HOWELL, JOHN HENRY (1869 - 1944), pioneer of technical education in New Zealand

Name: John Henry Howell
Date of birth: 1869
Date of death: 1944
Spouse: Nellie Howell (née Wheeler)
Parent: Harriet Howell (née Brown)
Parent: William Mends Howell
Gender: Male
Occupation: pioneer of technical education in New Zealand
Area of activity: Education
Author: Evan David Jones

Born at Frampton Cotterell, near Bristol in 1869, third child of William Mends Howell (1838 - 1873), minister of the Congl. chapel there, a native of Narberth, Pembrokeshire, and his wife Harriet (née Brown); educated at Lewisham School (Caterham), his name appears twice on the school's roll of honour. At the end of his period at the school he won a scholarship to Cambridge, but it was insufficient to enable him to take advantage of it, and as his widowed mother could not augment it, he took teaching posts in private schools in Ilfracombe, London and Paignton. In October 1889 he sat an examination for the Principal's Scholarship at Aberystwyth. He came second to T.K. Brighouse, but was offered a second scholarship of £30, £10 less than the Principal's, but he could not afford to stay in Aberystwyth. Principal Thomas Charles Edwards offered to lend him the deficiency. However, by taking private pupils and assisting at the Old Bank School in the town he did not have to borrow but he never forgot the principal's generous offer. By the end of the session he had completed the London B.A. course, and took a teaching post in a private school in London. Before the end of a year there he was recalled to Aberystwyth to assist Professor R.W. Genese and to start on a B.Sc. course. He then decided to earn enough to enable him to study physics in Germany, and to that end he went to teach in a private school at Clifton. In October 1893 he entered the University of Strasburg and spent a winter there in great hardship. He accepted a post at a private school under the auspices of King's College in the Strand, attending afternoon classes at University College. He graduated B.Sc. with a first class in the final examination in 1897. In 1898 he arranged to settle in Cambridge to work under J.J. Thomson, but illness forced him to cancel the arrangements, and from October 1898 to April 1899 he was recuperating in St.
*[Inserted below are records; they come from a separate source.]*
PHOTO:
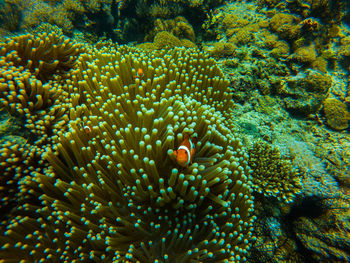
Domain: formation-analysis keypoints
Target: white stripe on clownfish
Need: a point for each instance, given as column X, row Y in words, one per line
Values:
column 187, row 150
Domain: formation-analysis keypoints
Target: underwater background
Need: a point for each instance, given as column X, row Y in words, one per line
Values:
column 95, row 96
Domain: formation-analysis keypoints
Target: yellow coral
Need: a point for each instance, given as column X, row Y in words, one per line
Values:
column 336, row 113
column 273, row 175
column 116, row 187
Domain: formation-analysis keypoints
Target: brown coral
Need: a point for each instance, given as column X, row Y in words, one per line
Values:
column 273, row 175
column 43, row 55
column 336, row 113
column 118, row 190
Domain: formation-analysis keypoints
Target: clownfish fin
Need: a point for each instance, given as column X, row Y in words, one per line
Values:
column 194, row 140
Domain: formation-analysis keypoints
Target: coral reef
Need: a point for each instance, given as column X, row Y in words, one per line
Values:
column 114, row 190
column 336, row 114
column 39, row 108
column 305, row 94
column 273, row 175
column 43, row 55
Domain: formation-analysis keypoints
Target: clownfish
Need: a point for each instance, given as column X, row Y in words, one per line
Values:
column 139, row 74
column 185, row 152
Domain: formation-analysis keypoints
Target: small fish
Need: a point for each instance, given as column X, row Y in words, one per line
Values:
column 185, row 152
column 87, row 129
column 139, row 74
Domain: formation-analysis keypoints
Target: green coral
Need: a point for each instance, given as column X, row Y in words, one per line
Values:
column 286, row 26
column 114, row 190
column 304, row 95
column 273, row 175
column 336, row 113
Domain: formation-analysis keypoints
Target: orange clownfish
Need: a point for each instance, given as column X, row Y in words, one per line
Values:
column 186, row 150
column 139, row 74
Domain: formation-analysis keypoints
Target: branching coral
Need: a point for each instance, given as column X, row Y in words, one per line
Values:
column 272, row 174
column 115, row 191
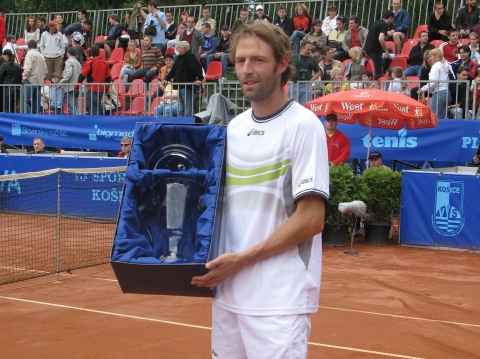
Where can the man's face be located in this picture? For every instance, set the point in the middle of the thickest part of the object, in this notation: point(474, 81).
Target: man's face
point(38, 145)
point(256, 68)
point(396, 5)
point(331, 125)
point(243, 15)
point(306, 50)
point(190, 22)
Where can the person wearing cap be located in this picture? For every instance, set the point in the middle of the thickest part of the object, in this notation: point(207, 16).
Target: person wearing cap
point(337, 143)
point(375, 160)
point(10, 74)
point(284, 21)
point(34, 73)
point(52, 47)
point(260, 15)
point(206, 19)
point(221, 50)
point(241, 21)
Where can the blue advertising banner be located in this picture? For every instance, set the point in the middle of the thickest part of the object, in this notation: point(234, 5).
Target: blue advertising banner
point(440, 209)
point(93, 132)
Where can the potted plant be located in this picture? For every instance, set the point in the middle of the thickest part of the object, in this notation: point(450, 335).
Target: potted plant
point(344, 186)
point(381, 194)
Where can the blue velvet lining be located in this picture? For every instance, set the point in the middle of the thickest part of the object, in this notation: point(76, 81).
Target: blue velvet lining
point(139, 238)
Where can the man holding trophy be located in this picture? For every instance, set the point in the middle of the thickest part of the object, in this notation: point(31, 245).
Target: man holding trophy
point(267, 276)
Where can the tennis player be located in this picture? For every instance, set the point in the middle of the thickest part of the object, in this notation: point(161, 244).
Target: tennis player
point(268, 274)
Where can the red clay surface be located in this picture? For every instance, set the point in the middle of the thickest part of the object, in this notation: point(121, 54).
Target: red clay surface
point(390, 301)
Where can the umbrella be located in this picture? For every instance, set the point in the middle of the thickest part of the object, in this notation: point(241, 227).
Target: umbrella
point(375, 108)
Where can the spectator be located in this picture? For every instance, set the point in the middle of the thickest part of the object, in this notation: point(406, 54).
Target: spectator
point(337, 143)
point(354, 69)
point(53, 49)
point(439, 23)
point(70, 75)
point(330, 22)
point(337, 75)
point(241, 21)
point(221, 50)
point(415, 58)
point(34, 73)
point(399, 26)
point(424, 74)
point(206, 19)
point(375, 45)
point(438, 85)
point(317, 38)
point(209, 44)
point(96, 71)
point(261, 15)
point(282, 20)
point(126, 146)
point(368, 82)
point(155, 21)
point(132, 61)
point(56, 95)
point(3, 31)
point(465, 61)
point(306, 69)
point(10, 74)
point(193, 37)
point(302, 24)
point(327, 64)
point(336, 36)
point(467, 18)
point(10, 45)
point(397, 85)
point(82, 15)
point(450, 48)
point(114, 31)
point(152, 62)
point(354, 36)
point(186, 69)
point(459, 97)
point(474, 47)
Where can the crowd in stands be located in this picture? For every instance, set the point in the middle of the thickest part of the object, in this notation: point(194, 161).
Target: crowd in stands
point(336, 52)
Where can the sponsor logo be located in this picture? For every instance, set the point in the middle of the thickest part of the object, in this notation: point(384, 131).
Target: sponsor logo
point(107, 133)
point(402, 141)
point(448, 218)
point(352, 107)
point(306, 180)
point(254, 132)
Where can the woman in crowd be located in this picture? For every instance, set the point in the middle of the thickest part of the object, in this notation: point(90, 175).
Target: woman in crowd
point(132, 61)
point(302, 23)
point(336, 74)
point(330, 22)
point(317, 38)
point(368, 82)
point(397, 85)
point(438, 85)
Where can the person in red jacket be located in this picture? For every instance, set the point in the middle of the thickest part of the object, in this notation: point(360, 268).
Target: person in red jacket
point(337, 143)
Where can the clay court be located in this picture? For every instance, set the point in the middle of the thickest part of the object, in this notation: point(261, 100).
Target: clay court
point(389, 301)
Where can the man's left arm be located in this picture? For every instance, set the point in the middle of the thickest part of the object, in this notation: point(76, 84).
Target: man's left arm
point(306, 222)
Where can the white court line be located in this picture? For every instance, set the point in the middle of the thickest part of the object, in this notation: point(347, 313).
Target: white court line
point(193, 326)
point(403, 316)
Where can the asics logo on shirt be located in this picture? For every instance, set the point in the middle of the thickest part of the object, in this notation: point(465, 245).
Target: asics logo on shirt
point(254, 132)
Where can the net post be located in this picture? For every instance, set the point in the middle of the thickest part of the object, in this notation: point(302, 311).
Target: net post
point(57, 280)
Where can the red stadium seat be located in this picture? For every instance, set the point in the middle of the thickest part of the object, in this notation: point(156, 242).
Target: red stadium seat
point(115, 57)
point(115, 71)
point(214, 71)
point(418, 29)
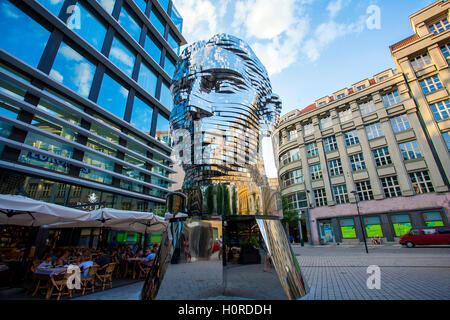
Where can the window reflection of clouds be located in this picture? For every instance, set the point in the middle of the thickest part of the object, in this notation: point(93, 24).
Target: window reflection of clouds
point(26, 38)
point(112, 96)
point(141, 116)
point(122, 57)
point(73, 70)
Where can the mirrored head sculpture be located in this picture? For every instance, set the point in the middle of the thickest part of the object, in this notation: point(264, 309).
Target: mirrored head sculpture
point(232, 243)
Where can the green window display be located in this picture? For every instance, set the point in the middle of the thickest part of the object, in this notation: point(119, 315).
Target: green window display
point(432, 219)
point(373, 227)
point(401, 224)
point(347, 228)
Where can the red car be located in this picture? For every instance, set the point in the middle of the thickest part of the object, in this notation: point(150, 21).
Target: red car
point(426, 236)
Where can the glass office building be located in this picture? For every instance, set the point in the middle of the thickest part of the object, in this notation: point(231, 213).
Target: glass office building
point(83, 95)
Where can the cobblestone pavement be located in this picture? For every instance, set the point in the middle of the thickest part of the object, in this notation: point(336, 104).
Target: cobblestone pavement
point(332, 273)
Moritz and he spent the following summer in scientific research in Zurich. His medical advisers refused to allow him to return to Cambridge, and he again turned to Aberystwyth where he spent two years as science master in the county school, resuming also his earlier activities in the literary life of the town and his social work in Progress Hall.

He decided for reasons of health to emigrate to New Zealand and in the summer of 1901 he accepted a science post in Auckland grammar school. In 1905 he was appointed organiser of a scheme of night classes under the Christchurch Technical Association. He joined the Society of Friends in 1906. He took a special interest in the education of women and in 1911 he established a hostel to train girls in domestic science and child welfare. Sir Ernest Shackleton contributed half the proceeds of a public lecture to create the nucleus of a fund for this work. In 1913 the governors of the Christchurch Technical College (which had developed out of his work with night schools to be the first of the higher technical schools of New Zealand in 1907), decided to send him on a tour of western Europe and America to study higher education, but the outbreak of war in 1914 intervened and he was able only to visit Britain and America. As an uncompromising pacifist the war period was very difficult for him and attempts were made to dismiss him in spite of the outstanding success of the college under his supervision. He had started with 56 students but by 1919 he had charge of over 600 full-time and 1300 part-time students. When attacks on his pacifism in Christchurch were at their peak he was pressed to accept the post of principal of a new technical college in Wellington. He accepted the challenge and within five years the building was completed. By the time of his retirement in 1931 the number of students had reached 1033. He was the designer and builder of the technical colleges of Christchurch and Wellington, and the continuing growth of institutions of technical education in New Zealand was the work of his colleagues and students.

He married in September 1894 Nellie Wheeler, a prominent figure in socialist circles at Bristol, who shared fully his own ideals. They had no children, and when he died on 20 June 1944, he left a third of the residue of his estate to the U.C.W., Aberystwyth in memory of the principal who had befriended him in 1889.

He had two sisters, Esther Mary (Ettie) who was a deaconess in Dudley, 1897-1900, Manchester and Salford, 1900-02, and from 1902 to 1944 in the Whitefield Mission in Tottenham Court Road; and Mary Emma, who was at one time governess in the family of Sir Richard Martin in Llansamlet, a nurse in Swansea hospital for a period from 1895, and in military hospitals in South Africa, India and Egypt; and matron of an infectious diseases hospital under the Egyptian government.